In 2010, Eggers returned to Congo on a year-long Fulbright Doctoral Dissertation Research Abroad award.
“I spent a lot of time on the back of a motorcycle, traveling around (with a guide), looking for communities of Kitawalists,” she said.
In the summers of 2014 and 2018, Eggers again traveled to the Congo. In 2018, she visited the site Colagrel-Kasaji prison camp and talked to descendants of prisoners. She also tracked down an influential Kitawala leader named PP2 she’d learned about from a United Nations video.
After completing her doctorate in 2013, Eggers was an assistant professor at Loyola University in New Orleans for four years.
Arriving in Knoxville in 2017, Eggers started volunteering with Bridge Refugee Services, an agency that has helped resettled more than 2,400 refugees from Africa, Southeast Asia, Eastern Europe, Central and South America, and the Middle East.
Knoxville is home to a large community of Congolese refugees.

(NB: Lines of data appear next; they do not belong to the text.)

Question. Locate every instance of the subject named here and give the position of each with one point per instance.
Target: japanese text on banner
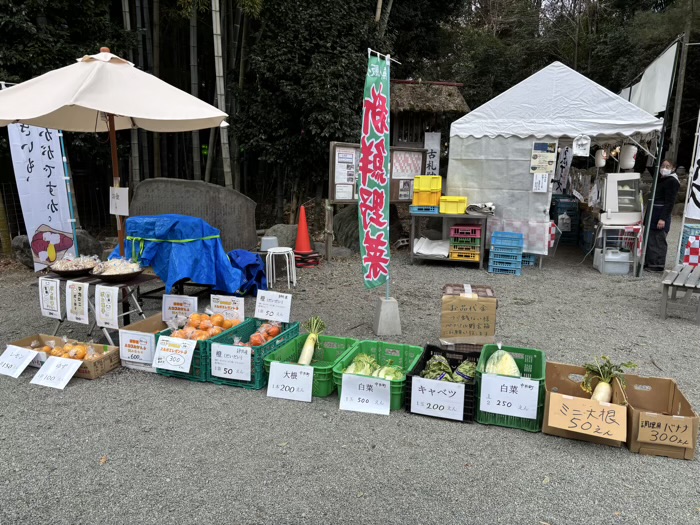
(373, 182)
(38, 162)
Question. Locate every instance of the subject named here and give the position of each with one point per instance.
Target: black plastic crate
(454, 354)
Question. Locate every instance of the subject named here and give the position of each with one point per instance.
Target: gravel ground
(134, 447)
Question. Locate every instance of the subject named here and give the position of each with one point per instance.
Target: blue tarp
(253, 268)
(202, 260)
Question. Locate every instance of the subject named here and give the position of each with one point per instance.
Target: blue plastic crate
(424, 210)
(507, 239)
(505, 271)
(508, 250)
(529, 259)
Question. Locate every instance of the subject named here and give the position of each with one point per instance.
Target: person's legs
(656, 250)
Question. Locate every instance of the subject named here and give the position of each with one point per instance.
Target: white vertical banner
(41, 183)
(106, 309)
(432, 162)
(692, 209)
(77, 302)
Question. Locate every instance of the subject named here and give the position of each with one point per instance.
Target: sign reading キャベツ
(373, 181)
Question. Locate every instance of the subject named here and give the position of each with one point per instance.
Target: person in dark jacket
(661, 210)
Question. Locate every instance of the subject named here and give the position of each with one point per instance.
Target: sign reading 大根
(373, 182)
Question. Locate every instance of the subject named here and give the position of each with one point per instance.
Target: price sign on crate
(365, 394)
(174, 354)
(273, 306)
(437, 398)
(509, 396)
(230, 362)
(56, 372)
(15, 359)
(289, 381)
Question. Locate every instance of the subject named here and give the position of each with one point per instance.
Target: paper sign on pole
(288, 381)
(509, 396)
(231, 362)
(174, 354)
(273, 306)
(675, 431)
(174, 305)
(230, 307)
(138, 347)
(56, 372)
(77, 302)
(106, 310)
(365, 394)
(586, 416)
(119, 201)
(437, 398)
(41, 184)
(50, 297)
(15, 359)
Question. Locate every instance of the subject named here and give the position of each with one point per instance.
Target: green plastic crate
(198, 368)
(406, 356)
(258, 376)
(327, 354)
(532, 365)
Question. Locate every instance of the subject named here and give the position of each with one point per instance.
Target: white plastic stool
(290, 261)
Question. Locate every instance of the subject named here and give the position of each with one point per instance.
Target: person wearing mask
(661, 210)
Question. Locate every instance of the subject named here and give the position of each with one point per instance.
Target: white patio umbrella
(101, 93)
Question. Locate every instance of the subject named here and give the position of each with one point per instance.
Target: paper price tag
(137, 347)
(77, 302)
(230, 362)
(106, 310)
(289, 381)
(509, 396)
(15, 359)
(675, 431)
(230, 307)
(273, 306)
(586, 416)
(119, 201)
(365, 394)
(437, 398)
(174, 305)
(49, 297)
(174, 354)
(56, 372)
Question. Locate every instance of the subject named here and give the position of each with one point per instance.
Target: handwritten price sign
(230, 362)
(437, 398)
(289, 381)
(509, 396)
(365, 394)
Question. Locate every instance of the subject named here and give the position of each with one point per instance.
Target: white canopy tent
(490, 148)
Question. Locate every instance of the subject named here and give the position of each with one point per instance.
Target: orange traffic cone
(303, 242)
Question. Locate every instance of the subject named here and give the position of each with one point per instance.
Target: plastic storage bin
(406, 356)
(454, 357)
(532, 365)
(453, 205)
(426, 198)
(427, 183)
(258, 377)
(327, 354)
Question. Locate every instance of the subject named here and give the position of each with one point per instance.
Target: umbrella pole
(115, 181)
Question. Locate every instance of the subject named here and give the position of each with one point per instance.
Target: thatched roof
(427, 97)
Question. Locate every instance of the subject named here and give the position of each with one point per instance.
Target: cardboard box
(567, 406)
(137, 343)
(108, 360)
(661, 420)
(468, 314)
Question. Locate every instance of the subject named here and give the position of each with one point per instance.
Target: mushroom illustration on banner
(50, 245)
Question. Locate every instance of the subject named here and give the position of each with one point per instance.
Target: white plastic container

“Once I learned about it,” Eggers said, “I asked, ‘What can I do to help?’
Working together with Bridge staff, Eggers helped to facilitate and translate for presentations for the refugees on topics ranging from health care to cooking. She also helped establish a community gardening program.
Remembering how the Congo people had welcomed her into their communities, Eggers said, “it was my obligation to pay that back.”

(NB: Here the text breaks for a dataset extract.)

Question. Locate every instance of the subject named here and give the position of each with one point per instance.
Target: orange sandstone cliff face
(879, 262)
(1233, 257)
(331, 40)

The work has inspired her next project: a look at religion in the lives of refugees.
In her spare time, Eggers enjoys crafts, including sewing, as well as woodworking, landscaping, and cooking. She loves Mardi Gras and marches with the Society of Saint Anne’s through New Orleans neighborhoods on Fat Tuesday. Eggers makes themed costumes for the parade; one year, she and her husband, chemist Derek Yeadon, were circus characters, and Eggers learned fire eating by watching YouTube videos.